- Born: Muriel Young 19 June 1923 Bishop Middleham, County Durham, England
- Died: 24 March 2001 (aged 77) Stanhope, County Durham, England
- Occupations: Television announcer Presenter Producer
- Years active: 1955–86

= Muriel Young =

English TV announcer, presenter and producer (1923–2001)

Muriel Young (19 June 1923 – 24 March 2001) was an English television continuity announcer, presenter, producer and actress.

==Early life==
Young was born in 1923 in Bishop Middleham near Sedgefield, County Durham. As a child, she lived with her family in the gatehouse of Elmwood (now the Elmwood Community Centre), Hartburn, County Durham near Stockton-on-Tees. Her father, Wilfrid Young, was batman and later chauffeur to Col Kitching, who lived at Elmwood for many years after retiring from the army in 1939.

==Early career==
Young worked briefly as a librarian on leaving school and attended art college, before deciding to embark on a career as an actress. She joined a repertory theatre in Henley-on-Thames, where her uncle was directing. She subsequently performed at the Gateway Theatre, London, and the Theatre Royal in Chatham. Trying to get into the film industry, she did modelling for advertising agencies, including promoting products such as toothpaste, which paid her enough money until she became an actress. She also studied to be a dental nurse and used her artistic talents to paint glassware.
===Films===

Starting out as an actress, she starred with Rex Harrison and Kay Kendall in The Constant Husband (1955);The Story of Gilbert and Sullivan (1953), (acting in a segment featuring The Mikado); and I'm All Right Jack (1959) as an announcer, without the director knowing that it was in fact her real-life job.

==Television==
In 1955, as the first ITV company Associated-Rediffusion was gearing up to launch, she intended to attend an actors' audition at the company, but mistakenly went to an announcers' audition instead. Nevertheless, Young was instantly hired and announced for Associated-Rediffusion on 22 September 1955, the opening night of commercial television in the UK. Young worked as a presenter and interviewer for regional programmes on Granada Television and Southern Television, and as a disc jockey on Radio Luxembourg. She starred as Fortune Teller, Madam Rose, in 'Inside Job', (episode 33 of Dial 999 (TV series)).
Just before joining ITV, she had been on stage touring with Eamonn Andrews, in a game show called Double or Drop. Shortly after signing her ITV contract, he told her that he had sold the idea to the BBC. It was later used as part of the children's show Crackerjack!.

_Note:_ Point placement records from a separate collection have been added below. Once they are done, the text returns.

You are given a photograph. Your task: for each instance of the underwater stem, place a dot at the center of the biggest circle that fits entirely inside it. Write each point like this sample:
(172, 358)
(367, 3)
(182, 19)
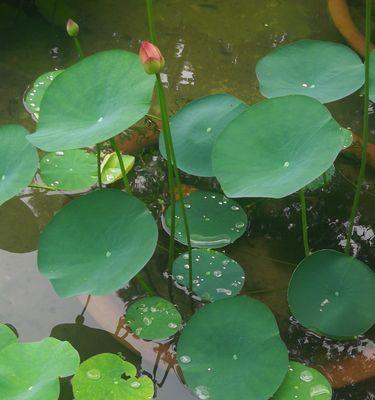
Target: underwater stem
(362, 169)
(122, 166)
(304, 222)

She was a presenter of children's programmes for Associated-Rediffusion and Rediffusion London between 1959 and 1968, working alongside Wally Whyton and Bert Weedon and featuring the puppet characters Pussy Cat Willum, Ollie Beak and Fred Barker. The format created lasted for many years under titles including Lucky Dip, Tuesday Rendezvous, Five O'Clock Club, Ollie and Fred's Five O'Clock Club and Five O'Clock Funfair. In the late 1960s and '70s, Young became a staff producer of pop programmes for Granada Television, with such shows as Lift Off with Ayshea, Get It Together, the Bay City Rollers series Shang-a-Lang, The Arrows Show and Marc, starring Marc Bolan..

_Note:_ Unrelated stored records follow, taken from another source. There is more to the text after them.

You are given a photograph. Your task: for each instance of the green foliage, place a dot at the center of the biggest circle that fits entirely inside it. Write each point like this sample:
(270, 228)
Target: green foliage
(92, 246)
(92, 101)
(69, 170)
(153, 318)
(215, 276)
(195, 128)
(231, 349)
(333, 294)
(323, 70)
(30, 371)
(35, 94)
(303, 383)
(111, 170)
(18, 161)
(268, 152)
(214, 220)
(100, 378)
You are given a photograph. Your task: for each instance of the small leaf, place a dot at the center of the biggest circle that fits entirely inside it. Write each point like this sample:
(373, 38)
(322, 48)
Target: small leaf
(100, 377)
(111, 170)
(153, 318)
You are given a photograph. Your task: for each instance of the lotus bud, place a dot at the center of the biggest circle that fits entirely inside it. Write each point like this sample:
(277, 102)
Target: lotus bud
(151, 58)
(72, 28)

In 1979, Muriel Young produced a children's television programme titled Learning Tree for Granada Television. The series generated a number of accompanying books based on its stories, as well as a songbook and a vinyl recording of the programme's songs. On the rear cover of the vinyl, Young included a dedication reading: “Since Ian Page has presented LEARNING TREE to Granada TV, the old boy has become
the dearly loved mentor of thousands of small children. Picking up
litter, protecting plants and animals, watching the changing seasons has become part of their lives and with these songs to remind
them, the children have learned lessons which will not only last their lifetime, but will help
keep our environment fresh and flourishing for their own little ones — well done LEARNING TREE! (and its marvellous Ian Page) - MURIEL YOUNG.”

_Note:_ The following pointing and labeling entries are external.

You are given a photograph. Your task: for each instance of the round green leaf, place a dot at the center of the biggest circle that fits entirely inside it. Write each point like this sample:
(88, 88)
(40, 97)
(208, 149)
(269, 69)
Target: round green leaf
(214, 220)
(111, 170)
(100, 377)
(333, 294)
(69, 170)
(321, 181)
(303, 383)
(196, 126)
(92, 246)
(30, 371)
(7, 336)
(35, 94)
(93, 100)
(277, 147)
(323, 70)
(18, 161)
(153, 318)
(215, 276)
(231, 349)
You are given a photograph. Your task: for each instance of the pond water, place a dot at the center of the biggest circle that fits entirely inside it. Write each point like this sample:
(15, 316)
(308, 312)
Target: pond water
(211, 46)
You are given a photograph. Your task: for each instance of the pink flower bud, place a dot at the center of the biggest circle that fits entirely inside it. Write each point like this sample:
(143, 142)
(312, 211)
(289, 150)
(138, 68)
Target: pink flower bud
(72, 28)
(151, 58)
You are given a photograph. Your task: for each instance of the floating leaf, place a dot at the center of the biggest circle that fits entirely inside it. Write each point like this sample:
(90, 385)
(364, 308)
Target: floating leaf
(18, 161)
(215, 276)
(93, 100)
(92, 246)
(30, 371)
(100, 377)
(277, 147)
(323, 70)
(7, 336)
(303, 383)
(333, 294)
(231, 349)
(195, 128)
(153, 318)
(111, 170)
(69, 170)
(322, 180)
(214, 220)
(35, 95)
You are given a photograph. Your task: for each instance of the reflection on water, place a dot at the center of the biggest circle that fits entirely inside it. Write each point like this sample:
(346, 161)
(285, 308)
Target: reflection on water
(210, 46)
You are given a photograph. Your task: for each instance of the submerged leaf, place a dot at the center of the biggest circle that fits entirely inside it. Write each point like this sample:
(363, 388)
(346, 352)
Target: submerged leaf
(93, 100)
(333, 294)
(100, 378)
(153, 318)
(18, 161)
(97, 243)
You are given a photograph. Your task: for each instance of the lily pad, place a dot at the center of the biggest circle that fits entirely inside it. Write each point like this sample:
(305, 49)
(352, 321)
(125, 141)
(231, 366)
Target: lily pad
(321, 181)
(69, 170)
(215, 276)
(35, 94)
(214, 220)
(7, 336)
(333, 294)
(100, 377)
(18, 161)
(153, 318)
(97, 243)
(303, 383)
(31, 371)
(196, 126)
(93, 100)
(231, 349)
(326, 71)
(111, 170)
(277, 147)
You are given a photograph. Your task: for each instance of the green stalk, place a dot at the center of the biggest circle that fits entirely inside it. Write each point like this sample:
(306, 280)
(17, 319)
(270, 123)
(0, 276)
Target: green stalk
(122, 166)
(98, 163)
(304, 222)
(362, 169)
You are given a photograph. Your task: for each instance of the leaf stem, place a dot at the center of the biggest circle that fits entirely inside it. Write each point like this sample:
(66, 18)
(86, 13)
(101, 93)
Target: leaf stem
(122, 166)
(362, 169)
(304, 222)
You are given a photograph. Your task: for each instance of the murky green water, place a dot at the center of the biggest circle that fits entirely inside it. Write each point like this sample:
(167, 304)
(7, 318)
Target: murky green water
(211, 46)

She devised Clapperboard, presented by Chris Kelly, Granada's film magazine show for children. Young was also an occasional panellist on the ATV talent show New Faces. Changing direction again in the mid-1980s, Young made two series of Ladybirds, a Channel 4 programme from Mike Mansfield's independent company.

==Personal life==
In 1986, Young left her successful career in television and moved back to County Durham, where she lived in part of Stanhope Castle with her husband Cyril Coke, a television drama director, whom she had married in 1954. Coke was the son of the film actor Edward Rigby and the novelist Phyllis Austin. The couple met when he was casting director for The Story of Gilbert and Sullivan. Coke died in 1993.

Although most references gave her year of birth as 1928, she was actually born on 19 June 1923; her parents' marriage was registered in the first quarter of 1923.

She died in Stanhope, County Durham on 24 March 2001, aged 77.